税務署に届出を出して償却方法を変えるというのは実務では稀なケースと言えます。多くの場合、この法定償却方法で計算しています。
法人の法定償却方法について、以下の記事で詳しく解説しております。理解を深めたい方はこちらもどうぞ。
3-1-4 耐用年数を確認する
続いては、減価償却費計算に必要な第4の要素「耐用年数」です。これが最後の要素です。
耐用年数というのは、購入した減価償却資産が何年間使用できるものなのかというものです。
なるほど。持っている資産が使用できる期間ということですね。
私は、車をだいたい3年で買い替えるので、会社の車も耐用年数を3年にすることにします。
いいえ、実は耐用年数は実質的には、そのように自分たちで決めることができないのです!

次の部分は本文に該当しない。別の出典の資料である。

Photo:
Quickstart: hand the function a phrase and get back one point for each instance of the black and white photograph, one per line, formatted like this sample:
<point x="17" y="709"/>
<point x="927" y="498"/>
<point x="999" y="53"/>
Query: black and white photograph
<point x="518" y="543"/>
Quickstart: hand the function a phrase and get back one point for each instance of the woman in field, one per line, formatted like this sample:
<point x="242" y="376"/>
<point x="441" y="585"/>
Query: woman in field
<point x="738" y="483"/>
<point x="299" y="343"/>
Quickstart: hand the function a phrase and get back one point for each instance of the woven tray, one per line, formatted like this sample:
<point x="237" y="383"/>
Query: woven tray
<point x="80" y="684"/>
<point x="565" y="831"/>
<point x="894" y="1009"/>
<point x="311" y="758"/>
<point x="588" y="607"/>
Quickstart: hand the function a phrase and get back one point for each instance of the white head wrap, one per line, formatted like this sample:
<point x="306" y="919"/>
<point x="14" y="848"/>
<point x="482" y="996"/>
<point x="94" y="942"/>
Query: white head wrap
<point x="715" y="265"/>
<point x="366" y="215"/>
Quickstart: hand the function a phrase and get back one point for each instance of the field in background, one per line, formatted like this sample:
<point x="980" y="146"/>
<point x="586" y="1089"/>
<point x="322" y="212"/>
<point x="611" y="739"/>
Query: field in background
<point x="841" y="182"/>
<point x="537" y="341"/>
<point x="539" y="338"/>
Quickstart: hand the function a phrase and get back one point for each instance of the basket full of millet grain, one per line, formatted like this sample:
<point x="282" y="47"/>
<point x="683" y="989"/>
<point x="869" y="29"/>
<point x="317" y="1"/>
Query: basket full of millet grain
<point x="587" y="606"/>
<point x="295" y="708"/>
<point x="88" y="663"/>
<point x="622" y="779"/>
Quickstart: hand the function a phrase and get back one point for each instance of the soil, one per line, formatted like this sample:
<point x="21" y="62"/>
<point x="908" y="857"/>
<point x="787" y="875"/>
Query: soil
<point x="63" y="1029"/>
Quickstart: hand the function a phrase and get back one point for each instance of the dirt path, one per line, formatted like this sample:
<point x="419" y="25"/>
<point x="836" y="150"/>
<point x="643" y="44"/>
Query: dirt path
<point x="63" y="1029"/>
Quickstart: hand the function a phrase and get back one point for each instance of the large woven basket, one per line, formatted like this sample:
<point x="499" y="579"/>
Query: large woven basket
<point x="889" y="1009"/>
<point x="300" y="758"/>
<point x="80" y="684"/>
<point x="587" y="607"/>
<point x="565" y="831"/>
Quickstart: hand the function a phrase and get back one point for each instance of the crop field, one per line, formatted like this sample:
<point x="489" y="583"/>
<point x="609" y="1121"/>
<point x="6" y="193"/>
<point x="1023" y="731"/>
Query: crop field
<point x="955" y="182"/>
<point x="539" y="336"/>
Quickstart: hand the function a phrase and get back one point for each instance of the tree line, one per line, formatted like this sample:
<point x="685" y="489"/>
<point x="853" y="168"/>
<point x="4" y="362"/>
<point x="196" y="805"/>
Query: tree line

固定資産というのは、使用の状況などでそれぞれの会社ごとに違いが出るのが普通です。
ということは、会社がどのように使用しているのかやどのくらい稼働しているかなどから耐用年数を見積もることが一番実情に近いはずです。
しかしながら、多くの企業がこれをしていません。
なぜなら、税法において、資産の種類や構造によって、その資産の耐用年数を一律に規定しています。これを「法定耐用年数」と呼びます。
会社が、法定耐用年数以外で自由に計算しても、税金の計算をする際には法定耐用年数で減価償却費を計算し直して申告する必要が出てきてしまうからです。(この話はもう一度後で詳しく解説します。)
そのため、自社で決めた方法で計算しても、どうせ直されるなら始めから税法で定められた耐用年数を採用して減価償却費を計算することを選択する会社がほとんどなのです。
確かに。せっかく計算してもどうせ直されるなら始めから決められた方法で計算する方が楽ですね。
なお、法定耐用年数について、次の記事でも詳しく解説しています。
法定耐用年数については、「減価償却資産の耐用年数等に関する省令」で別表第一から別表第六で定められており、ここから自分が取得した資産の耐用年数を調べることになります。
うわー!
なんだか字ばっかりでとても調べる気になりませんよー!
いい方法はありませんか?
最適な方法が実はあります!
全力シリーズの耐用年数を簡単に調べるサイト「全力耐用年数」を活用する方法です。
資産の名前で検索できたり、中古資産の耐用年数も計算できたりするすぐれものです!
うちの車は白ナンバーで5だから6年ってことか。
おお、これならわかりやすい!
代表的な耐用年数を挙げておきます。
リンクをクリックすると「全力耐用年数」の検索結果に飛び、詳しい耐用年数を調べることができます。
資産例 | 耐用年数 |
---|---|
普通自動車 | 6年 |
パソコン(サーバー用以外) | 4年 |
ルームエアコン | 6年 |
ソフトウェア | 5年 |
3-2 減価償却費の算出
これらの4つの情報を収集することで減価償却の計算ができるということですね!
これらを使って、実際にどうやって減価償却費を算出するか教えたください!
そうですね。
では、次は定率法と定額法のそれぞれの方法で実際に減価償却費を算出していくことにします。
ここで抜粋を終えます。